Saturday, January 25, 2014

In Japan: Getting to the Yasukuni Shrine (Part II)

I am no longer in Japan.  I returned to my college town a day before school started. But still, I have the Yasukuni Shrine in the back of my mind. 

Before leaving for the states, I wandered back to the shrine two more times. The second time there, I went through the museum (1st level was free, but the exhibit itself was worth the fee). I was curious how the museum would present the Emperor's Army and Meiji Restoration Era. 

My third time there was an unplanned drive-by situation on the way to the airport. The taxi driver insisted on showing me the Imperial Palace (despite assuring him that I have seen the Palace and I have visited Japan many, many times). He was very sweet about it and very proud of his town. I am glad he did this, because we drove by the Yasukuni Shrine. As we did so,  I asked him if he's been inside. He nodded with a big smile and said that he has lived in Tokyo for 20 years and that visiting the shrine for New Years is tradition.  Not just a tradition for him, but for families throughout Tokyo. He said it gets very crowded. 

In the airport, I looked up the news stories about Prime Minister Abe's visit to the Shrine.  Sure enough: reports of South East Asia's outrage and appall at Abe's visit were released just a few days before the New Years. So, was his visit part of a Japanese tradition? Was he showing respect to old leaders and soldiers? Was he really trying to stick it to China and Korea?

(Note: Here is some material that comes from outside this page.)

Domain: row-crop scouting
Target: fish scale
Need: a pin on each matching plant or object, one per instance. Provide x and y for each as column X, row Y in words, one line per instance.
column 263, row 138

Without the Meiji Restoration Era, Japan would not be as westernized as it is today.  Japan threw out its Samurai Bushido code, and its educational system and replaced them with new ones. These new  systems reflected (what the Japanese believed) were the best of the Western World. Westernization and modernization is both a blessing and a curse. On one hand, a country must sacrifice aspects of its cultural identity.  On the other, the transition from being a developing economy to a developed economy offers the opportunity of higher education and a greater standard of living to its people. The way I see it is: The world's system has been developed, nurtured, and influenced (primarily) by western powers and European thinkers. Global systems (ie international law, economic policy, treaties, judicial systems) were created with a western background, a western perspective, ideology, and standards. So, if the nature of International Relations was developed and influenced by western leaders and policy makers, of course non-western world countries would have to adapt to those standards. It's Darwin's Theory of Evolution and Survival of the Fittest on a global scale.  Countries of the old world have been trying to adapt to Western systems since decolonization (World War I) and have made monumental transformations since the Digital Age (think India and China).


Map of imperial Japan

Before visiting the shrine, I had only understood its controversy through China's eyes.  Now, I see it a  little differently.  There is China's perception and anger at the crimes committed on its soil. The bitter sentiment lingers and continues to play into their relations with Japan.  On the other hand is Japan's point of view: without the Meiji Restoration, their modernization process would have certainly happened much later and much slower.  I am not justifying the "Crimes against Peace" that Japanese commanders and soldiers were convicted of in the Tokyo trials. What I am saying is that it was a necessary step for Japan to take in order to be taken seriously by the Western powers during World War II.



The Meiji Restoration may have been a militant one, but the Restoration and the aggressive modernization was arguably necessary for Japan's future. 

The Shrine symbolizes all of this - the transformation, the growth, and the ugly details of the era. Specifically, it honors those that fought in the Emperor's Army during the Meiji Restoration.